Pt1 ChavrutAI Web App in Progress: Advancing the Vision of a More Accessible Talmud
This is the first part of a two-part series. Part 1 will focus on the detailed vision, and Inspiration & Models, while Part 2 will focus on prototypes and mock-ups. The outline for the series is below.1
ChavrutAI is a work-in-progress open-access web app aimed at making the Talmud more accessible, explorable, and navigable for contemporary audiences—scholars, students, and the curious public alike.
Outline
Rationale
The Vision
Features (Planned, Roadmap)
Textual Processing, Analysis & Tools
Side-by-Side Bilingual View
URL Structure & Navigation
Integration with Existing Resources
Contextual Metadata & Wikification
Semantic Highlighting
ChavrutaAI bot - personalized LLM-assistance
Additional possible longer time-horizon ideas, esp. Customization
Academic/ scientific / scholarly
Inspiration & Models
Work done by Prof. Menahem Katz
Perseus Project
Digital Dante (Columbia University)
Current Status (prototypes / pre-alpha versions)
Fetching Talmud text (Hebrew and English)
Custom Instruction, for processing text, and for AI / LLM, for querying a general LLM model re Talmud questions
MVP (Minimal Viable Product Specification) - Upcoming Beta Version
Text Source Integration
Primary View (inspired by Sefaria + Perseus)
Frontend
Backend
Initial Development Focus
Mock-up of the Proposed Interface of the web app - with focus on the UX/UI and Aesthetics
Mock-up of main tab (“Text & Translation”)
Mock-up of tab “Summaries & Key Terms”, top (in tablet/mobile view)
Mock-up of tab “Summaries & Key Terms”, scrolled down (in tablet/mobile view)
Mock-up of tab “Broader Analysis”, top (on tablet/mobile)
Mock-up of tab “Broader Analysis”, scrolled down to the bottom (on tablet/mobile)
Rationale
As I outlined almost two years ago in my post at the Seforim Blog2 and developed extensively on this blog, the traditional and highly conservative “tzurat hadaf” of the Talmud imposes major constraints—highly arbitrary pagination, visually dense, extremely minimal formatting, and layered commentary—that can be easily and massively transcended in digital editions.

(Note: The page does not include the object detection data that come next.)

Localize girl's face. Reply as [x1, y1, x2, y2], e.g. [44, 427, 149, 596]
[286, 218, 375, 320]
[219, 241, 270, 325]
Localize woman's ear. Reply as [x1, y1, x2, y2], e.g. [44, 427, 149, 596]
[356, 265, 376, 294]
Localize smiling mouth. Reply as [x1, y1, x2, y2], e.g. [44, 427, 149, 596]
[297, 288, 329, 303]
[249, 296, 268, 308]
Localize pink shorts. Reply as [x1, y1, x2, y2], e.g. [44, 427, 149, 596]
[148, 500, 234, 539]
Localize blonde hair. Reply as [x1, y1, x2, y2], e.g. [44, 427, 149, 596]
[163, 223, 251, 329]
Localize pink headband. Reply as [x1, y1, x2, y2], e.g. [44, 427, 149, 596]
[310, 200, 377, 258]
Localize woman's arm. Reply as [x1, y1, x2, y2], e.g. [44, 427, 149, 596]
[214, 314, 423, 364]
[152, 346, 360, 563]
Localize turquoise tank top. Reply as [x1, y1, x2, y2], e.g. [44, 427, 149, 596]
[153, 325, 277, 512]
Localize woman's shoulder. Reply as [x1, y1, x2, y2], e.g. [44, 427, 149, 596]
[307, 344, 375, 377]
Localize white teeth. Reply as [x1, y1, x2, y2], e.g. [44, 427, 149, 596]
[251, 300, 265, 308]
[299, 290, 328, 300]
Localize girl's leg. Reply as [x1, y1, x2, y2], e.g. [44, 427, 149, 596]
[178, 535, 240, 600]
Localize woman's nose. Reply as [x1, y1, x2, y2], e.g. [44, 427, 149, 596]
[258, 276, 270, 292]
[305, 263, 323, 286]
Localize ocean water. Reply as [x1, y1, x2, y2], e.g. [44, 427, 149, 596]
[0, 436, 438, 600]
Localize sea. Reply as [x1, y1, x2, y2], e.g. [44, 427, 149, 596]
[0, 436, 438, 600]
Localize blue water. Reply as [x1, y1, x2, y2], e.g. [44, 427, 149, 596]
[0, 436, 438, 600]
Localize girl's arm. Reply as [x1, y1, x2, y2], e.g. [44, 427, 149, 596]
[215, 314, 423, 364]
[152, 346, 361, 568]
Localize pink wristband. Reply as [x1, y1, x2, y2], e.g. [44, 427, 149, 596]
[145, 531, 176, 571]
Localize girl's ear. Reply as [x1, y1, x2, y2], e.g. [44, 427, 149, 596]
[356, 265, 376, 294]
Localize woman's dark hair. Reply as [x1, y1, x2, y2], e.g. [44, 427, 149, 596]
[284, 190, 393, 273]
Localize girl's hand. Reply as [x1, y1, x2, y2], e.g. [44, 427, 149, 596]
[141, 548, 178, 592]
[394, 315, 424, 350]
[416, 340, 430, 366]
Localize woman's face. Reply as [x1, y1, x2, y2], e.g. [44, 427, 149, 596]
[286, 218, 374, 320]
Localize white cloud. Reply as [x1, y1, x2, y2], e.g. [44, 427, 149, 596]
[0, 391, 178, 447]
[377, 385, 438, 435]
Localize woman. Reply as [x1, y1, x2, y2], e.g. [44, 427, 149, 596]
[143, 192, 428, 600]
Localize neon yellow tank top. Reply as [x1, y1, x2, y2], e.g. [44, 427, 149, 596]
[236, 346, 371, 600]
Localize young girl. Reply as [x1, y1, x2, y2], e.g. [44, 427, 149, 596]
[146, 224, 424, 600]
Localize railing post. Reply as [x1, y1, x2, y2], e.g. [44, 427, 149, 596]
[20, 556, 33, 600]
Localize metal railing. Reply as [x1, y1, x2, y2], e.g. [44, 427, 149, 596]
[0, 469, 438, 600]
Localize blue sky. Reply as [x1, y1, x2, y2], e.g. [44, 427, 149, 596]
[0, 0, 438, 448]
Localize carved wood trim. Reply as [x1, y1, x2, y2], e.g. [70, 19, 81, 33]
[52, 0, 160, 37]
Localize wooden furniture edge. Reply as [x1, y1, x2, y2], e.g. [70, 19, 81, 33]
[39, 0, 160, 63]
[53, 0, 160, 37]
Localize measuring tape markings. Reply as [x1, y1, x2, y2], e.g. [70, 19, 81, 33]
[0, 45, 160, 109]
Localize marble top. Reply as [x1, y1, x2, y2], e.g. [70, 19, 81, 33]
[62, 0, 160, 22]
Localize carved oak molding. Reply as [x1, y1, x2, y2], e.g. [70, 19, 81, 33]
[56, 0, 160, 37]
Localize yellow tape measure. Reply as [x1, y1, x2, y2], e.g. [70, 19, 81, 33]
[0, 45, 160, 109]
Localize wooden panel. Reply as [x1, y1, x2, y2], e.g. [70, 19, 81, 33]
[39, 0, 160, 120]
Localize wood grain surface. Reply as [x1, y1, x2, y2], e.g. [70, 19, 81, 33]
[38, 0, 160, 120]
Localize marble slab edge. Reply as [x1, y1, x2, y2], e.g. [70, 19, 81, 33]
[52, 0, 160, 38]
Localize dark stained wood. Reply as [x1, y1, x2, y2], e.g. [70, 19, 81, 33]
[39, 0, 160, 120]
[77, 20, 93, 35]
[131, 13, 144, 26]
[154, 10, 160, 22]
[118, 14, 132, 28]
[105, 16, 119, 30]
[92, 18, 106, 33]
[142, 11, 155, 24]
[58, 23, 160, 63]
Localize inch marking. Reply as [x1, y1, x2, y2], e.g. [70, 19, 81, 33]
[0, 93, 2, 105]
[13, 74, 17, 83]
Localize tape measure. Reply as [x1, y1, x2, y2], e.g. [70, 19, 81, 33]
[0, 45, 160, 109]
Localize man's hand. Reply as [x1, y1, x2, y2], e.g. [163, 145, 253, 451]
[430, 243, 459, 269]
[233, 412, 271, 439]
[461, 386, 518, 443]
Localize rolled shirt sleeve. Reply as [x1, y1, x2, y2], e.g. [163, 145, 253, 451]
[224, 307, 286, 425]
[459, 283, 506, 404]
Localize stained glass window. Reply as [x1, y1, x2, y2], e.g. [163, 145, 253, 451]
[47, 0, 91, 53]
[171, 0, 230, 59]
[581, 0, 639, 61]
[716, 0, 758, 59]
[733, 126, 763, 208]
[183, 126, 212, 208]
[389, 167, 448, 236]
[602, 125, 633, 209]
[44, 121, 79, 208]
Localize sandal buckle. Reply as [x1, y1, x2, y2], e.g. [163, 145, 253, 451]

This project aims to reflect the structure of Talmudic sugyot more faithfully, aided throughout by contemporary tools.
Ultimately, this is not just about access, but about intelligent access—making the Talmud readable and explorable by sensitivity to its literary, legal, and narrative structures in ways that reflect contemporary research and technological capabilities.
The Vision
Building upon existing monumental resources--especially Sefaria--the goal is to extend (or—in contemporary tech parlance—provide a “wrapper” for) the capabilities of current platforms and to customize it for Talmud reading and study, by drawing inspiration from the best practices in the broader field of digital humanities and user experience.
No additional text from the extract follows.